Though it is important to recognize that the amount of improvement that are yielded by a robust solution is dependent on other constraints being imposed on it. Consider these alternative problems with the same formulation, but a much smaller budget.
# Use a small budget
small_budget <- 5
# Not robust version
p5 <- problem(sim_pu_raster, sim_features_not_robust_raster) %>%
add_absolute_targets(target) %>%
add_min_shortfall_objective(budget = small_budget) %>%
add_binary_decisions() %>%
add_default_solver(verbose = FALSE)
s5 <- solve(p5)
representation_summary <- eval_feature_representation_summary(p5, s5)
expected_target <- representation_summary[
representation_summary$feature == 'feature_1',
'absolute_held'
] %>%
as.numeric
p6 <- problem(sim_pu_raster, sim_features_robust_raster) %>%
add_constant_robust_constraints(groups = feature_groupings) %>%
add_absolute_targets(target) %>%
add_robust_min_shortfall_objective(budget = small_budget) %>%
add_binary_decisions() %>%
add_default_solver(verbose = FALSE)
s6 <- solve(p6)
fig_rast <- c(s5,s6)
names(fig_rast) <- c('Non-Robust Solution', 'Robust Solution')
plot(fig_rast)
Here, the budget is constrained tightly at 5 cells. Robustness is typically achieved by selecting more planning units. Therefore, even though a robust solution is used, the solution did not improve much.
representation_summary <- eval_feature_representation_summary(p6, s6)
expected_robust_target <- representation_summary %>%
filter(substr(feature, 0, 2) == 'f1') %>%
summarise(absolute_held = min(absolute_held))
expected_robust_target <- as.numeric(expected_robust_target)

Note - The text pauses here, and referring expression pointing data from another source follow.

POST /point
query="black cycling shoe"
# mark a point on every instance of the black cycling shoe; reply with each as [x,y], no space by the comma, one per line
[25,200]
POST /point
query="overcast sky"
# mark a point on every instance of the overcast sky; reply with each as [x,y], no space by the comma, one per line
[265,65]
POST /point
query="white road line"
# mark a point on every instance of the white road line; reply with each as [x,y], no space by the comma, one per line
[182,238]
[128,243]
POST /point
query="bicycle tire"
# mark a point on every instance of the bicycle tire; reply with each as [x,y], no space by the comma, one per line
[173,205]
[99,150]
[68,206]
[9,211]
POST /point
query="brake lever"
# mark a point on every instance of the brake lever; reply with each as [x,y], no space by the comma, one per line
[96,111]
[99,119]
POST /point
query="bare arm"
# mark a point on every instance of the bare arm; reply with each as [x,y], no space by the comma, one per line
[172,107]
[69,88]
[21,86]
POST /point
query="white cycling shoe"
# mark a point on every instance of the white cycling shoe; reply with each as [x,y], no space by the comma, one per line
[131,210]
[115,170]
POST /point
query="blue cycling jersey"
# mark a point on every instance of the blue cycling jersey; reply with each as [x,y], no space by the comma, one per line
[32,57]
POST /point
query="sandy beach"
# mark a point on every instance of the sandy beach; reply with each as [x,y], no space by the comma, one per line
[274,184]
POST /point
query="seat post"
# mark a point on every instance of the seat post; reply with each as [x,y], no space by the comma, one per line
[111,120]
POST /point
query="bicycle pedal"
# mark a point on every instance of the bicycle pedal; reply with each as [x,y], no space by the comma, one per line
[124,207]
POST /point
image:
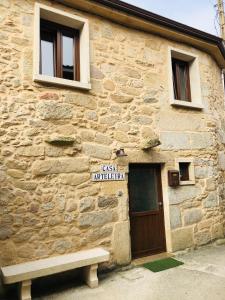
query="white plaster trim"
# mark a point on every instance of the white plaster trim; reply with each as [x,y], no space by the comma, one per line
[191,170]
[166,207]
[196,96]
[61,17]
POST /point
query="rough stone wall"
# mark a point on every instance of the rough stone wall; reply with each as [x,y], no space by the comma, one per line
[48,204]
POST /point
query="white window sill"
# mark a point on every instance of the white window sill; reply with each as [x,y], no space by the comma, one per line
[62,82]
[186,104]
[188,182]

feature_1_targets <- values(sim_feature_1 * s5) %>%
apply(2, sum) %>%
unname
feature_1_targets_robust <- values(sim_feature_1 * s6) %>%
apply(2, sum) %>%
unname
plot_df <- data.frame(`not_robust` = unname(feature_1_targets),
`robust` = unname(feature_1_targets_robust)) %>%
tidyr::pivot_longer(c('not_robust', 'robust'), names_to = 'name', values_to = 'values') %>%
mutate(name = factor(name, c('not_robust', 'robust'), c('Not Robust', 'Robust'))) %>%
mutate(violated = if_else(values < target, "Violated", "Not violated")) %>%
mutate(violated = factor(violated, c("Violated", "Not violated")))
plot_df %>%
ggplot(aes(x = values, fill = violated)) +
geom_histogram(color = 'white', bins = 30) +
theme_bw() +
geom_vline(xintercept = target, linetype = 2) +
geom_vline(data = filter(plot_df, name == 'Not Robust'), aes(xintercept = expected_target),
color = '#009e73') +
geom_vline(data = filter(plot_df, name == 'Robust'), aes(xintercept = expected_robust_target),
color = '#0072b2') +
scale_fill_manual('', values = c('#d55e00', '#0072b2'), drop = FALSE) +
facet_wrap(vars(name), ncol = 1) +
theme(panel.grid = element_blank())
We can see that the distribution of outcomes did not change much in
this case. This is because the budget is tightly constrained, which
means that even the robust approach is not able to find a solution
within the budget that reduces the total amount of shortfall for
feature_1
.
Conclusion
robust.prioritizr
extends upon a list of popular
objective functions in prioritizr
to incorporate robust
constraints, and must be used in conjunction with other
prioritizr
functions. To get started with formulating your
own spatial conservation planning problem, the user is recommended to
follow the guides in the prioritizr
documentation first,
prototyping a first version of the planning problem without robust
constraints first, and then gradually updating the problem specification
with robust constraints in this package.